Evet çevirim bitmedi ve sorularımla yine sizlerleyim. "Meslek personeli" ne demektir? Yani idarede kadrolu personel mi? İşçi değil de kalifiye personel mi, ne demek? Türkçesini anlamama yardım ederseniz çevireceğim, inanıyorum. Ama ingilizce ya da fransızca çeviri öneriniz varsa da makbule geçer.


----------



## chrysalid

Bence meslek personeli idari olmayan personel demek. Uzman kadrosunda çalışanlar mesela.


----------



## YaMukPreNseS

chrysalid said:


> Bence meslek personeli idari olmayan personel demek. Uzman kadrosunda çalışanlar mesela.

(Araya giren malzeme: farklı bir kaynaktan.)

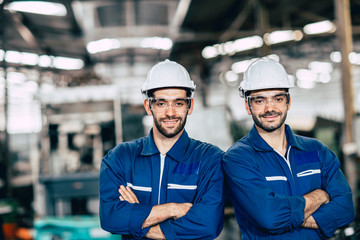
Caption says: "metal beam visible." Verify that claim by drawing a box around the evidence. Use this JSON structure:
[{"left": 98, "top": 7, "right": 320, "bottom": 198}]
[
  {"left": 335, "top": 0, "right": 355, "bottom": 143},
  {"left": 219, "top": 0, "right": 255, "bottom": 42}
]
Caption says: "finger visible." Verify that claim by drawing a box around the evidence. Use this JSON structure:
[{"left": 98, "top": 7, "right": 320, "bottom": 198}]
[
  {"left": 126, "top": 186, "right": 139, "bottom": 203},
  {"left": 120, "top": 186, "right": 137, "bottom": 203}
]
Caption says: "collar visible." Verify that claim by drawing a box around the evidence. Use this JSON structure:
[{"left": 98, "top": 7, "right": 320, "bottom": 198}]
[
  {"left": 140, "top": 129, "right": 190, "bottom": 162},
  {"left": 248, "top": 124, "right": 305, "bottom": 152}
]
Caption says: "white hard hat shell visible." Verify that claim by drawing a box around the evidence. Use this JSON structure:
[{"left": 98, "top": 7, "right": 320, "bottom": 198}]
[
  {"left": 239, "top": 57, "right": 294, "bottom": 97},
  {"left": 141, "top": 59, "right": 196, "bottom": 93}
]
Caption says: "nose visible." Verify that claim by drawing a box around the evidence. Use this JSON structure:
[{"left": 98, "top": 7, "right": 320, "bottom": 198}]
[
  {"left": 265, "top": 98, "right": 275, "bottom": 110},
  {"left": 165, "top": 104, "right": 175, "bottom": 116}
]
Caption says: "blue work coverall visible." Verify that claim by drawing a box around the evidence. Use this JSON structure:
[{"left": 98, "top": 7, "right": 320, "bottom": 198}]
[
  {"left": 100, "top": 131, "right": 224, "bottom": 239},
  {"left": 222, "top": 125, "right": 355, "bottom": 240}
]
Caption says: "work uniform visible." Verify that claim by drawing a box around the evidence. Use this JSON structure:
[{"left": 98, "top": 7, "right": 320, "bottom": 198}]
[
  {"left": 100, "top": 131, "right": 224, "bottom": 239},
  {"left": 222, "top": 125, "right": 354, "bottom": 240}
]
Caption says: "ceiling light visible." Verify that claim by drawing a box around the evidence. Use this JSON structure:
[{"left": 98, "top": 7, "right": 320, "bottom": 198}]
[
  {"left": 330, "top": 51, "right": 342, "bottom": 63},
  {"left": 0, "top": 49, "right": 5, "bottom": 61},
  {"left": 304, "top": 20, "right": 336, "bottom": 35},
  {"left": 39, "top": 55, "right": 52, "bottom": 67},
  {"left": 264, "top": 30, "right": 303, "bottom": 45},
  {"left": 231, "top": 58, "right": 258, "bottom": 73},
  {"left": 201, "top": 36, "right": 264, "bottom": 59},
  {"left": 86, "top": 38, "right": 121, "bottom": 54},
  {"left": 54, "top": 57, "right": 84, "bottom": 70},
  {"left": 5, "top": 51, "right": 21, "bottom": 63},
  {"left": 140, "top": 37, "right": 173, "bottom": 50},
  {"left": 225, "top": 71, "right": 239, "bottom": 82},
  {"left": 201, "top": 46, "right": 219, "bottom": 59},
  {"left": 5, "top": 1, "right": 67, "bottom": 17},
  {"left": 349, "top": 52, "right": 360, "bottom": 65},
  {"left": 21, "top": 52, "right": 39, "bottom": 66},
  {"left": 309, "top": 61, "right": 333, "bottom": 73},
  {"left": 233, "top": 36, "right": 264, "bottom": 52}
]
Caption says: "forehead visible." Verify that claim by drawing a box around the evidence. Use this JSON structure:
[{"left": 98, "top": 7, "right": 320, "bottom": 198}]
[
  {"left": 154, "top": 88, "right": 186, "bottom": 98},
  {"left": 250, "top": 89, "right": 286, "bottom": 96}
]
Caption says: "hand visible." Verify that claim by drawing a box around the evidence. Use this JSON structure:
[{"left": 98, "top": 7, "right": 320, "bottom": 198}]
[
  {"left": 119, "top": 185, "right": 140, "bottom": 203},
  {"left": 172, "top": 203, "right": 193, "bottom": 219}
]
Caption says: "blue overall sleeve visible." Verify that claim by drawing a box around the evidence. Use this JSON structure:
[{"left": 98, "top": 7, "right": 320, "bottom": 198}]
[
  {"left": 99, "top": 146, "right": 152, "bottom": 238},
  {"left": 222, "top": 148, "right": 305, "bottom": 234},
  {"left": 160, "top": 151, "right": 224, "bottom": 240},
  {"left": 313, "top": 147, "right": 355, "bottom": 238}
]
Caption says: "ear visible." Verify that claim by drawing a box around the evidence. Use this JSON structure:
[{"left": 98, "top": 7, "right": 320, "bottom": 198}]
[
  {"left": 288, "top": 94, "right": 291, "bottom": 111},
  {"left": 245, "top": 99, "right": 251, "bottom": 115},
  {"left": 144, "top": 98, "right": 152, "bottom": 116},
  {"left": 188, "top": 98, "right": 194, "bottom": 115}
]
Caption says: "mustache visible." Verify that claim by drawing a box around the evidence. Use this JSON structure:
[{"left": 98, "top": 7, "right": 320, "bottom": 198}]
[
  {"left": 259, "top": 111, "right": 281, "bottom": 117},
  {"left": 160, "top": 117, "right": 182, "bottom": 121}
]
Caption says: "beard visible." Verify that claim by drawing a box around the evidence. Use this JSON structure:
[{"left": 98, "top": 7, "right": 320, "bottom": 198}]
[
  {"left": 154, "top": 113, "right": 187, "bottom": 138},
  {"left": 251, "top": 111, "right": 287, "bottom": 132}
]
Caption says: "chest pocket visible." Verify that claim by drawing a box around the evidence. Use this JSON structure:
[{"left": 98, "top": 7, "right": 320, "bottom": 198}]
[
  {"left": 167, "top": 162, "right": 200, "bottom": 203},
  {"left": 294, "top": 151, "right": 321, "bottom": 194},
  {"left": 126, "top": 182, "right": 152, "bottom": 204}
]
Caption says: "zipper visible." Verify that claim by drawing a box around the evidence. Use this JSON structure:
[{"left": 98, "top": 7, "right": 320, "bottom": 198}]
[
  {"left": 158, "top": 153, "right": 166, "bottom": 204},
  {"left": 126, "top": 183, "right": 151, "bottom": 192},
  {"left": 168, "top": 183, "right": 197, "bottom": 190},
  {"left": 274, "top": 146, "right": 295, "bottom": 183},
  {"left": 296, "top": 169, "right": 321, "bottom": 177}
]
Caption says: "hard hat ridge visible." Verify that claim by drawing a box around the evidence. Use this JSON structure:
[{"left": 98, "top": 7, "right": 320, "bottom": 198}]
[
  {"left": 141, "top": 59, "right": 196, "bottom": 94},
  {"left": 239, "top": 57, "right": 294, "bottom": 97}
]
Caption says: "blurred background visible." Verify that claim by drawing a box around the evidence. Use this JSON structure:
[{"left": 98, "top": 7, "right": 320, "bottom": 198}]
[{"left": 0, "top": 0, "right": 360, "bottom": 240}]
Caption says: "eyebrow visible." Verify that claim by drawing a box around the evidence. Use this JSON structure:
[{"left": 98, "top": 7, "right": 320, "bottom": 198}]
[{"left": 249, "top": 93, "right": 287, "bottom": 98}]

Cevap için teşekkürler. Ama uzman kadrosundakiler de memur değil mi aynı zamanda?  Yani sözleşmeleri memurlarınki gibi değil mi? Daha iyi şartlarla tabii.


----------



## chrysalid

Tabii, onlar da memur ama işlerinin niteliği idari memurlardan farklı. Dışişleri Bakanlığı'na bakarsanız meslek memuru ve idari memur ayrımını net bir şekilde görürsünüz.


----------



## dawar

Meslek memuru diplomat ile aynı şey değilmi?


----------



## YaMukPreNseS

Terimler biraz karışık ve anladığım kadarıyla hiçbir yerde bir tanımı vs. yok. Meslek memuru diye bir şey var mı bilmiyorum, hiç duymadım. Ama meslek personeli chrysalid'in dediği gibi uzmanlar gibi üst düzey memurlar. Diplomatların hukuki anlamda kendi özel düzenlemeleri var, meslek personeli diye anıldıklarını sanmıyorum.


----------



## Anil_B.

Merhaba, terimi hangi meslek grubu için kullanacaksınız? Dışişleri mi? SPK'da çalışan için mi? Çalıştıkları kuruma göre terminoloji değişecektir.


----------